İşiniz çok yorucu ya da potansiyel olarak tehlikeli mi? Bebeğiniz ve kendiniz için, muhtemelen hamileliğinizi erkenden duyurmak  isteyeceksiniz. Duyurunuzu hemen yapmak, değişen iş sorumluluklarınızla ilgili olarak zamanında konuşmanıza olanak tanıyacaktır.
Amiriniz ve iş arkadaşlarınız destekleyici olacak mı? Bu, işyeri kültürüne, işyerinin başka kadınların hamileliğinden etkilenme derecesine ve amirinizle ilişkinize bağlı olacaktır. Amirinizin bu haberi profesyonel bir şekilde ele alacağından eminseniz, hamileliğinizi erkenden duyurmak, hamileliğinizi daha sağlıklı ve daha az stresli hale getirmenize yardımcı olabilen ve işveren tarafından sağlanan hizmetlerden faydalanabileceğiniz anlamına gelir.
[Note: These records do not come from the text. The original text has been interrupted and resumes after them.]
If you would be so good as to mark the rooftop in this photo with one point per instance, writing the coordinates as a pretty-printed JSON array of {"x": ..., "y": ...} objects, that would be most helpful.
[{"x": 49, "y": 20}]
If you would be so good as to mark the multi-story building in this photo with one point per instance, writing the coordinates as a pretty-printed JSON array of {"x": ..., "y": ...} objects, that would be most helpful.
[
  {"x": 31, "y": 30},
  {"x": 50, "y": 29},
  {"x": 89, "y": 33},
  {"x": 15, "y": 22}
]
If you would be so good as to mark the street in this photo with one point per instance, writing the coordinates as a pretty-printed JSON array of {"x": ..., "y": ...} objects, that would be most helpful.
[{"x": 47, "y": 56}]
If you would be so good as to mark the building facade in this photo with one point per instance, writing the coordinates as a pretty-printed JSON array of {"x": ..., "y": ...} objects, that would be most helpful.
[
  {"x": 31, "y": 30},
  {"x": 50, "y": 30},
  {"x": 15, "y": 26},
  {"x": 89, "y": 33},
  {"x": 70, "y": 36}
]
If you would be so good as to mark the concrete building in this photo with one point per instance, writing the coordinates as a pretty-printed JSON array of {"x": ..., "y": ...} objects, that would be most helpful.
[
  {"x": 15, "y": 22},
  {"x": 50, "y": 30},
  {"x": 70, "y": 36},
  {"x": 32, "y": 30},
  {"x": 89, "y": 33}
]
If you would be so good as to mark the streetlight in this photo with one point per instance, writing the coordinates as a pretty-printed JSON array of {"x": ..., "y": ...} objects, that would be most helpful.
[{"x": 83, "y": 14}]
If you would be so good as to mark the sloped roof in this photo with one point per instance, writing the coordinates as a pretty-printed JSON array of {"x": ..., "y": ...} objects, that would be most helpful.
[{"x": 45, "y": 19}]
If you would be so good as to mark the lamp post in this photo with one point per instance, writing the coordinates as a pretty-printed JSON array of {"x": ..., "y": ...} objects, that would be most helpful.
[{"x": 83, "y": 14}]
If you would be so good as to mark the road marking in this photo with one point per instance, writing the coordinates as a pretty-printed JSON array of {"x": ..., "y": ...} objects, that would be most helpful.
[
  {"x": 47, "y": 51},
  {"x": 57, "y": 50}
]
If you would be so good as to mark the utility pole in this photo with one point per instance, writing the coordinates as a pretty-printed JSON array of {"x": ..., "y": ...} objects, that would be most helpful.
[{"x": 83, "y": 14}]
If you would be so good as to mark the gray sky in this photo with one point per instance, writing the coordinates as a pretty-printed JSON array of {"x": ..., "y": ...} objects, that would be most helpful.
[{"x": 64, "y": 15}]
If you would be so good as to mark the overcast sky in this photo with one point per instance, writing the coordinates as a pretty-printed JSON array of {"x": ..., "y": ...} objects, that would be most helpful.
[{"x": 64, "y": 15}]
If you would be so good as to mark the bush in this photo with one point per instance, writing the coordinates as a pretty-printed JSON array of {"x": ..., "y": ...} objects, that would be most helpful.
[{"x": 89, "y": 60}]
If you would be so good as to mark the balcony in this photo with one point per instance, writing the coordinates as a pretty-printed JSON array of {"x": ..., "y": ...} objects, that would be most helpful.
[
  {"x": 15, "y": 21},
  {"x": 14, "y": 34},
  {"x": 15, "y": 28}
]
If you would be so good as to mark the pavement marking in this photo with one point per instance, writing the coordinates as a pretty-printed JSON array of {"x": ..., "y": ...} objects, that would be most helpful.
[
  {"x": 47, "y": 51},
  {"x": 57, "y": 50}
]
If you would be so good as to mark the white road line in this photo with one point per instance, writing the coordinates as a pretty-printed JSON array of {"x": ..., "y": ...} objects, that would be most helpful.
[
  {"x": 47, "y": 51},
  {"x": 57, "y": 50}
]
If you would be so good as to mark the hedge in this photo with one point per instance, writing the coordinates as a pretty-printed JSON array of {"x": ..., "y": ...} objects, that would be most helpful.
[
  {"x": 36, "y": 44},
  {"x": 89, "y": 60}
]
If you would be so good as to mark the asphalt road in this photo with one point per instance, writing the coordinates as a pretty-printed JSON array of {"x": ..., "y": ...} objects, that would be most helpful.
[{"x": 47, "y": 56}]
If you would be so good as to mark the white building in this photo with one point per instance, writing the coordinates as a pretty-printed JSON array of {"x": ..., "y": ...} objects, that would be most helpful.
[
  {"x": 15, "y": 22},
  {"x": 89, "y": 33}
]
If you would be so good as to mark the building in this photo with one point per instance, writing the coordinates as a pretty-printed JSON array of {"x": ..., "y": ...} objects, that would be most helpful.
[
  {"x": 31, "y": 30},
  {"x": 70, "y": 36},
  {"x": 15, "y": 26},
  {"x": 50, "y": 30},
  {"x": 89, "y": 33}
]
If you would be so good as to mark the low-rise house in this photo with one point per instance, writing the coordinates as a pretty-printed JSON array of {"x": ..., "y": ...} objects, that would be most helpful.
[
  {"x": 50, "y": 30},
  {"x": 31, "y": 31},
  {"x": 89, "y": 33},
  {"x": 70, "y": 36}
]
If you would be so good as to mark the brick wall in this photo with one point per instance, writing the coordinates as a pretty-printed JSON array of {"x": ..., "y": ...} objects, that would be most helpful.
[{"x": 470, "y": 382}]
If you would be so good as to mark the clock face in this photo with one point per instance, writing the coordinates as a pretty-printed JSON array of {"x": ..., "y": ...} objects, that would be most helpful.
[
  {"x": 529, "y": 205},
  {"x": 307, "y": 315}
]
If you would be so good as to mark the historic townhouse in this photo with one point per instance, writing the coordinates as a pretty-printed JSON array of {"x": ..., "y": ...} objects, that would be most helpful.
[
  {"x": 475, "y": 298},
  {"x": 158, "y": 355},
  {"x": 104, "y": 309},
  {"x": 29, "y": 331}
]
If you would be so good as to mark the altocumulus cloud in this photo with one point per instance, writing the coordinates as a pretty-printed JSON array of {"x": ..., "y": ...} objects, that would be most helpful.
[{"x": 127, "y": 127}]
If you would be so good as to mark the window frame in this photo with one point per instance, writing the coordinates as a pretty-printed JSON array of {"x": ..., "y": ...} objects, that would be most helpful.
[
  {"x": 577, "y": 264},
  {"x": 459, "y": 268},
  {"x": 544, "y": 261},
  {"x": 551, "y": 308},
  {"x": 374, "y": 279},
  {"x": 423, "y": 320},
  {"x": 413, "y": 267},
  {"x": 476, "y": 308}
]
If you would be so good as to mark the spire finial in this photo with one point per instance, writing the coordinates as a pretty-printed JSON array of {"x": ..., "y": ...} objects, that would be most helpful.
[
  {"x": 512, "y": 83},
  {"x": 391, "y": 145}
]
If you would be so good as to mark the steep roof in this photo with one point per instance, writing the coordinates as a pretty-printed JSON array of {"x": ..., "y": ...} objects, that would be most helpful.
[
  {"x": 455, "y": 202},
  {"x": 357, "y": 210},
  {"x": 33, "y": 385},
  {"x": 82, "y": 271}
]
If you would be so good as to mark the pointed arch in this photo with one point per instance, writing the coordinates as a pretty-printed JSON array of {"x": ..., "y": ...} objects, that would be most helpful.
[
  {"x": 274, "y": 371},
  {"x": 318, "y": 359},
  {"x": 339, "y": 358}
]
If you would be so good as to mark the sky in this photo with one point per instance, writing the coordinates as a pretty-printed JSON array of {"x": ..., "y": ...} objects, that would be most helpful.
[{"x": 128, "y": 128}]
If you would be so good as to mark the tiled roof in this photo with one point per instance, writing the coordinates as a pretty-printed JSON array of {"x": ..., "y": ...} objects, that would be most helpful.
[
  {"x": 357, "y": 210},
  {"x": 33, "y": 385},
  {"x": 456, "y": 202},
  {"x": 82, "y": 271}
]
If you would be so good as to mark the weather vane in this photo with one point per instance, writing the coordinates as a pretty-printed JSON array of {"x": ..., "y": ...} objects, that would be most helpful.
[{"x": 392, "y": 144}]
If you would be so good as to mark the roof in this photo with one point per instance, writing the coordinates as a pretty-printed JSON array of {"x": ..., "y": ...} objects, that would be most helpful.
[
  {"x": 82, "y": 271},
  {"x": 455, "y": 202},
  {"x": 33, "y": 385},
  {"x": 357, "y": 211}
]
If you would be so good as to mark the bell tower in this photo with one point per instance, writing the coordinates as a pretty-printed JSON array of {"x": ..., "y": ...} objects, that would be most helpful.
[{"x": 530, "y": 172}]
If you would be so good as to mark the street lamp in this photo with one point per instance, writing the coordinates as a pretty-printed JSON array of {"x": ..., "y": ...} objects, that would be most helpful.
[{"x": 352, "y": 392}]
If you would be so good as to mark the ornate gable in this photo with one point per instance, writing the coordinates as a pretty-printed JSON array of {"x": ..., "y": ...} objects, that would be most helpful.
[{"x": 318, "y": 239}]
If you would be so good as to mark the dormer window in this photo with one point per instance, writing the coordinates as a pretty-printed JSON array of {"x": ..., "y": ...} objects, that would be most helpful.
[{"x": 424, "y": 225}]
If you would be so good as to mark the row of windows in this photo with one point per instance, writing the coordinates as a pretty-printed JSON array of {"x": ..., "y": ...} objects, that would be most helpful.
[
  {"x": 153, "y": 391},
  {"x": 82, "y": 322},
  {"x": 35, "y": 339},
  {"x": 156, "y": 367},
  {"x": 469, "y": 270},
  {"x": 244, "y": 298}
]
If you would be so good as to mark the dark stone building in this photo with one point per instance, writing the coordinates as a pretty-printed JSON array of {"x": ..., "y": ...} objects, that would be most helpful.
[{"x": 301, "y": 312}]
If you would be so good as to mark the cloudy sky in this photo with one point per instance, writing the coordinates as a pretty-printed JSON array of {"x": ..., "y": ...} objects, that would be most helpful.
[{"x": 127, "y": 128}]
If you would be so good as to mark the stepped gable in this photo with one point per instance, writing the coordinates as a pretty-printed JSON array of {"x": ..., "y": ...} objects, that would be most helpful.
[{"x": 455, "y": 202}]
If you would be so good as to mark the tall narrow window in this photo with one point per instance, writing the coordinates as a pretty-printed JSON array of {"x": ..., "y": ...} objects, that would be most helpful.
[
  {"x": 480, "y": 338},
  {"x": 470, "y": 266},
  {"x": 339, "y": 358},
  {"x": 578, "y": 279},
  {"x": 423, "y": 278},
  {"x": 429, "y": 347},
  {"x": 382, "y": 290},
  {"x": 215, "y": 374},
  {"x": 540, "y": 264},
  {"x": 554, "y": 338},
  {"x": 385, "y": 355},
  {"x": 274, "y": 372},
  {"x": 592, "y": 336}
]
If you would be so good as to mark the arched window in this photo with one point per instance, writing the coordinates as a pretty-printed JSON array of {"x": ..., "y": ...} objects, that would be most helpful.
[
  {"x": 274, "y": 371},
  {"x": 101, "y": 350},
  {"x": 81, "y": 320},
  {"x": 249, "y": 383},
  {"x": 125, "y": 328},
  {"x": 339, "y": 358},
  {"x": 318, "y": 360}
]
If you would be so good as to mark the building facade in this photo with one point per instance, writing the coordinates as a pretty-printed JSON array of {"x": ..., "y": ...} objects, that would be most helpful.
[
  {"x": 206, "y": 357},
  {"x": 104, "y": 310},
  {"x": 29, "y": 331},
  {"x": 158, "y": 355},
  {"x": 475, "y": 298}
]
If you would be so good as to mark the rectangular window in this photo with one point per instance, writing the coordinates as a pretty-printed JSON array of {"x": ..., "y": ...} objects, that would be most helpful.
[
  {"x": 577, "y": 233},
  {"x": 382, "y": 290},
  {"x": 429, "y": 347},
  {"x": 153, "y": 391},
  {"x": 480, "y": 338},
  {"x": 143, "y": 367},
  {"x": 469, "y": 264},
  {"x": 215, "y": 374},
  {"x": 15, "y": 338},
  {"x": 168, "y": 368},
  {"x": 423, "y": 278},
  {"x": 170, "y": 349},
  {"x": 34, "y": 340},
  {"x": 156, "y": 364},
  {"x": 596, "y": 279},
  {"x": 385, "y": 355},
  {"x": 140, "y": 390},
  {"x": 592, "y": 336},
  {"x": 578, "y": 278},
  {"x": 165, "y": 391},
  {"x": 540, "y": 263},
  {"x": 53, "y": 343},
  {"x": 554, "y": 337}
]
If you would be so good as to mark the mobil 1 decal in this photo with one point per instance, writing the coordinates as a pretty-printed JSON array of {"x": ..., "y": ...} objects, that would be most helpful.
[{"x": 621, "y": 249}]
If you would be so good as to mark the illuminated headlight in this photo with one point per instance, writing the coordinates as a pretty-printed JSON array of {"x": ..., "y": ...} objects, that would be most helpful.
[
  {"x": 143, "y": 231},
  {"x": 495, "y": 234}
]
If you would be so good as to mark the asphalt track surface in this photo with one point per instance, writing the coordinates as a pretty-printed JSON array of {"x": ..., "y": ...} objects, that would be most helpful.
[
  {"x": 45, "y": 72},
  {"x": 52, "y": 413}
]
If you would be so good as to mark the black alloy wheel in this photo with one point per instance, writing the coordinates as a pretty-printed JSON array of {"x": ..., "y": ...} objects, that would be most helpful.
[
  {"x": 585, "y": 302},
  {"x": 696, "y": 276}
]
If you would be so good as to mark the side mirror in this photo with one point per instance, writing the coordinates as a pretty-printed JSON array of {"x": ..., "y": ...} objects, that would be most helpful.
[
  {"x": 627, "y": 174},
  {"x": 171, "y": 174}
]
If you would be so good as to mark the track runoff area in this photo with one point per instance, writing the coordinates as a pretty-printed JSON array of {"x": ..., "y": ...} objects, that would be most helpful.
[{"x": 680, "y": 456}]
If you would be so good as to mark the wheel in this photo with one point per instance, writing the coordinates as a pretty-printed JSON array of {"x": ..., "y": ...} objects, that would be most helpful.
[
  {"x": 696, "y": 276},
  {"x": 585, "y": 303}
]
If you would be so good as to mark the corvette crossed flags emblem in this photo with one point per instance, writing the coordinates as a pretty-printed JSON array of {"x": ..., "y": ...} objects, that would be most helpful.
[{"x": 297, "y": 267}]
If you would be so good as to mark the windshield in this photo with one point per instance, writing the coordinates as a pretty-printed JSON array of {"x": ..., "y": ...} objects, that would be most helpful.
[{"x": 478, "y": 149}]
Haftanın Faaliyet önerisi:
Bebeğinizle bağ kurmak için günlük bir ritüel başlatın.  Bir çok klinik psikolog , kadınların bebekleri hakkında düşünmek için günde beş ila on dakika ayırmalarını teşvik etmektedir. Birçok hamile kadın için uyandıktan hemen sonrası ve uykudan hemen öncesi iyi gelir. Bu zamanlarda, sessizce oturun ve ellerinizi hafifçe karnınızın üstüne koyun. Nefes alıp vermenize odaklanın ve daha sonra bebeğinizi düşünmeye başlayın (bir ebeveyn olarak umutlarınız ve hayalleriniz, niyetleriniz, vb.) Bağlanma sürecini başlatmanın ve olmak istediğiniz türde ebeveyn olmak için plan yapmanın müthiş bir yoludur.


Gaz ve şişkinliği hafifletmek için ipuçları:
Bu haftalarda  muhtemelen aşırı gazlı ve şişkin  hissediyorsunuz..  Bunun başlıca nedeni, hamilelik sırasında, sindirim sisteminiz dahil olmak üzere, vücudunuzun tümünde düz kas dokusunu gevşeten progesteron seviyelerinin çok daha yüksek olmasıdır. Bu durum, sindiriminizi yavaşlattığı için daha fazla gaza, şişkinliğe, geğirmeye, mide gazına ve özellikle büyük bir yemekten sonra bağırsağınızda genellikle içler acısı bir duyarlığa yol açabilir.
Gaz ve şişkinliği azaltmanın en etkili yolu, buna en çok sebep olan gıdaların tüketilmesini durdurmaktır. Bir gıda günlüğü tutmak, sizin için tetikleyici nitelikteki gıdaları belirlemenize yardımcı olabilir. Rahatlamak için yapabileceğiniz diğer birkaç işlem aşağıdaki gibidir:

·      Gün boyunca birkaç ara öğün yapın  ve yerken sıvıları sınırlandırın.
·       Her zaman oturarak yiyin, yavaşça ve tamamen çiğneyin.
·       Karbonatlı içeceklerden, çikletten ve sert şekerlerden kaçının.
·       Bol ve rahat giysiler giyin ; beliniz ve göbek çevreniz çok dar veya  sıkı olmasın.
·      Egzersiz, hatta hafif tempolu yürüyüş bile hareketsiz sindirim sisteminize yardımcı olabilir.

Hekimler, doğum tarihini nasıl belirler ve bunlara ne kadar güvenebilirsiniz?
Eğer 28 günlük düzenli bir adet döngünüz varsa, hekimler,doğum tarihinizi  son adetinizin ilk gününden itibaren 40 haftayı sayarak hesaplar. Ancak son adetinizin ilk gününü bilmiyorsanız ya da adetleriniz düzensizse, erken yapılan ultrason, oldukça doğru bir doğum tarihi sağlayabilir çünkü ilk üç ayda ceninin gelişiminde az bir farklılık vardır ve bu nedenle bebeğinizin ne kadar yakında ya da uzakta olduğunu tespit etmek kolaydır. Doğum tarihiniz ister son adetinizin ilk gününe dayalı olsun, ister ultrasondan kaynaklansın,  bebeklerin nadiren tam gününde yani 40. haftanın sonunda geldiğini unutmayın.